助手席に乗り、シートベルトをして自分の手を見て思い出す。

手提げ鞄の中からポーチを取り出し、その中に入っている小さな布の袋を取り出し、そっと中身を取り出す。

取り出した時大きな手で覆われて、彼の両手が離れた時には私の左薬指にまだ傷が付いていないシルバーのリングが嵌められていた。

嬉しくて照れ笑いをすると大きな手で頭をわしゃわしゃと撫でてもらった。



渡せなかった手紙は私の思い出の中に入ったままだが、その分の思いはまたゆっくり大好きな彼に伝えていけばいいだろう。

いつかはまたラブレターの事を忘れてしまうのだろうが、きっとまた何かのきっかけで思い出すだろう。

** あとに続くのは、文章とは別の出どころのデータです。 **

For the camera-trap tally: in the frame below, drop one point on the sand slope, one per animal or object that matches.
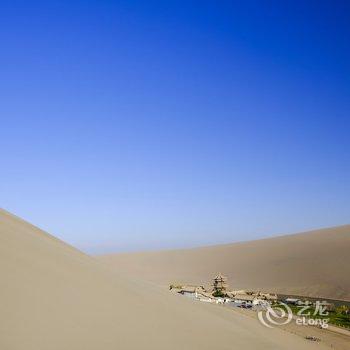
(55, 297)
(315, 263)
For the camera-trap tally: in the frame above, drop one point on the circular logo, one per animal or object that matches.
(277, 316)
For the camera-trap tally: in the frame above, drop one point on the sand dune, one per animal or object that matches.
(314, 263)
(55, 297)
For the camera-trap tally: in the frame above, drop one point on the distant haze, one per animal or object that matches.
(134, 126)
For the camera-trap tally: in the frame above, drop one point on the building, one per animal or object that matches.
(219, 285)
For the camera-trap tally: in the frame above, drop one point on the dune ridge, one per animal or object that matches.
(314, 263)
(55, 297)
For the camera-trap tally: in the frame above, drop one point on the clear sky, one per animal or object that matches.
(130, 125)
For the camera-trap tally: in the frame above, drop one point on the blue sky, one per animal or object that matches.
(130, 125)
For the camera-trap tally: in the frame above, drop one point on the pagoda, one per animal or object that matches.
(219, 284)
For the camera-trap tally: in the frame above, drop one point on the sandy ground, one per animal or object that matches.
(55, 297)
(314, 263)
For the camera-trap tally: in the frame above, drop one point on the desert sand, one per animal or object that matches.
(314, 263)
(55, 297)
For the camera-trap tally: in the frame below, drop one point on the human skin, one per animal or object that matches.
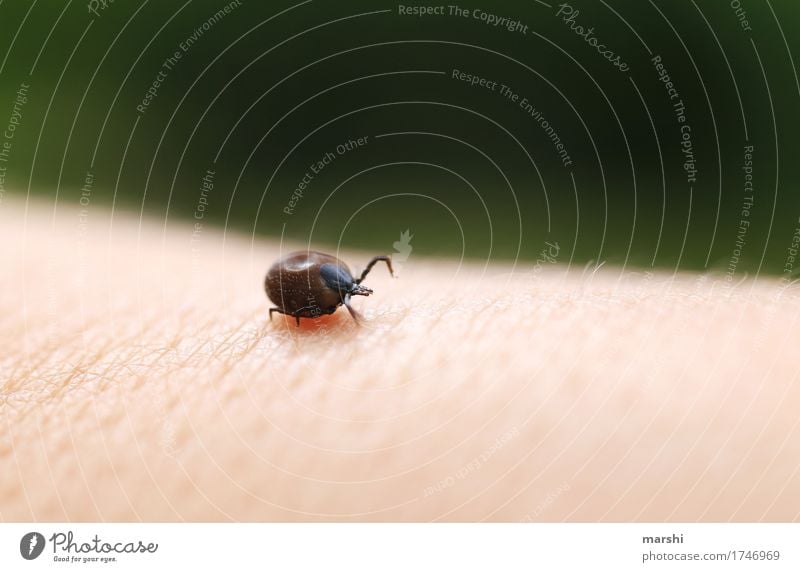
(142, 380)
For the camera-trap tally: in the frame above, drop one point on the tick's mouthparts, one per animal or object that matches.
(359, 290)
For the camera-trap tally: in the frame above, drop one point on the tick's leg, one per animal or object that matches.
(372, 263)
(356, 315)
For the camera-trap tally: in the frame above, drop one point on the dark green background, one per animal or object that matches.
(97, 69)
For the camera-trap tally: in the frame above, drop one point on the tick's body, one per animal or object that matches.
(308, 284)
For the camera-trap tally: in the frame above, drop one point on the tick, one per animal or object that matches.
(308, 284)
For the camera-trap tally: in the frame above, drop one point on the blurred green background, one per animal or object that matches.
(263, 90)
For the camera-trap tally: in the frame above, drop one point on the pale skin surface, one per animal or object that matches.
(141, 380)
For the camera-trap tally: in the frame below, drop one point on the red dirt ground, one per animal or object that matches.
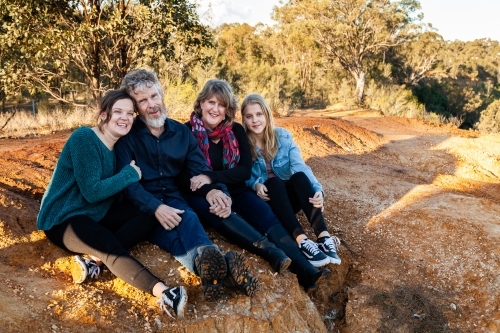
(417, 207)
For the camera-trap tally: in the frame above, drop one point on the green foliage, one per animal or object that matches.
(321, 52)
(69, 44)
(353, 32)
(394, 100)
(489, 121)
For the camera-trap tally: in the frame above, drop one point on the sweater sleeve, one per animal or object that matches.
(242, 171)
(88, 163)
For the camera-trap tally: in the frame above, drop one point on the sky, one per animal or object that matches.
(465, 20)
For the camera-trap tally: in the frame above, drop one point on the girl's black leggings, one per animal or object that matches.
(109, 239)
(287, 198)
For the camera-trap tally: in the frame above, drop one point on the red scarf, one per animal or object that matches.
(230, 152)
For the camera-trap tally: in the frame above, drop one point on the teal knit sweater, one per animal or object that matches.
(84, 181)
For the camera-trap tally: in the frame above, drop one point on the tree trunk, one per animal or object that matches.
(360, 88)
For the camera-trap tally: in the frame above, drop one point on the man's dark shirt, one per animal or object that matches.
(161, 160)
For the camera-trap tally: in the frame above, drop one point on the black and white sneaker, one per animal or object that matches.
(210, 265)
(313, 254)
(329, 246)
(82, 267)
(176, 298)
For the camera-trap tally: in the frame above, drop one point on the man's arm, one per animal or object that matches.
(135, 192)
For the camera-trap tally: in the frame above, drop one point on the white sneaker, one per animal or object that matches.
(313, 254)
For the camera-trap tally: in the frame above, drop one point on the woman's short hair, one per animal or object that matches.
(224, 94)
(106, 105)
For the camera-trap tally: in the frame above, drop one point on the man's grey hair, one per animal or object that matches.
(139, 80)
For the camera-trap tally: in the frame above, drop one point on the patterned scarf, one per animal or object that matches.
(230, 152)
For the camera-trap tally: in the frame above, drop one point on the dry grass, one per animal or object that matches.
(23, 123)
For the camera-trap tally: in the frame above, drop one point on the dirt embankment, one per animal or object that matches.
(417, 207)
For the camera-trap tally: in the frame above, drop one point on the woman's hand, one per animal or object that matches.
(132, 163)
(261, 190)
(199, 181)
(317, 200)
(220, 203)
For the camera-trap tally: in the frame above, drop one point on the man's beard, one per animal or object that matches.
(156, 122)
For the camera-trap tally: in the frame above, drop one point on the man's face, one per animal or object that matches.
(151, 108)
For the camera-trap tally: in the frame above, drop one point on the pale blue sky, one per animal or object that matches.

それが何年、何十年後になるのかは分からないけれど、渡すかどうかはまたその時の私に任そう。


願わくば、2人で笑って読み返していますように。

とある女性の引っ越しの物語でした。

失恋し、幾度も恋愛をしてきた中、地元から離れた地で再び初恋の人と出会うとなれば運命と感じても可笑しくはないだろう。と妄想を膨らました結果の作品となりました。

あと、春なので“出会い”“別れ”“引っ越し”“新居”ともりもり入れてみました。


名前に思えた“正臣”は苗字でした。

異性の先輩を下の名前で呼ぶのは無いかなと思い、“正臣 陽介”という人物に致しました。

主人公の名前を書こうかと思ったのですが、書くとしても名前を呼ぶその場面しか出なかったので皆さまで色々な名前を付けてあげてください(笑)


最後まで読んで頂きありがとうございます。

また別の作品でお会い出来たら幸いです。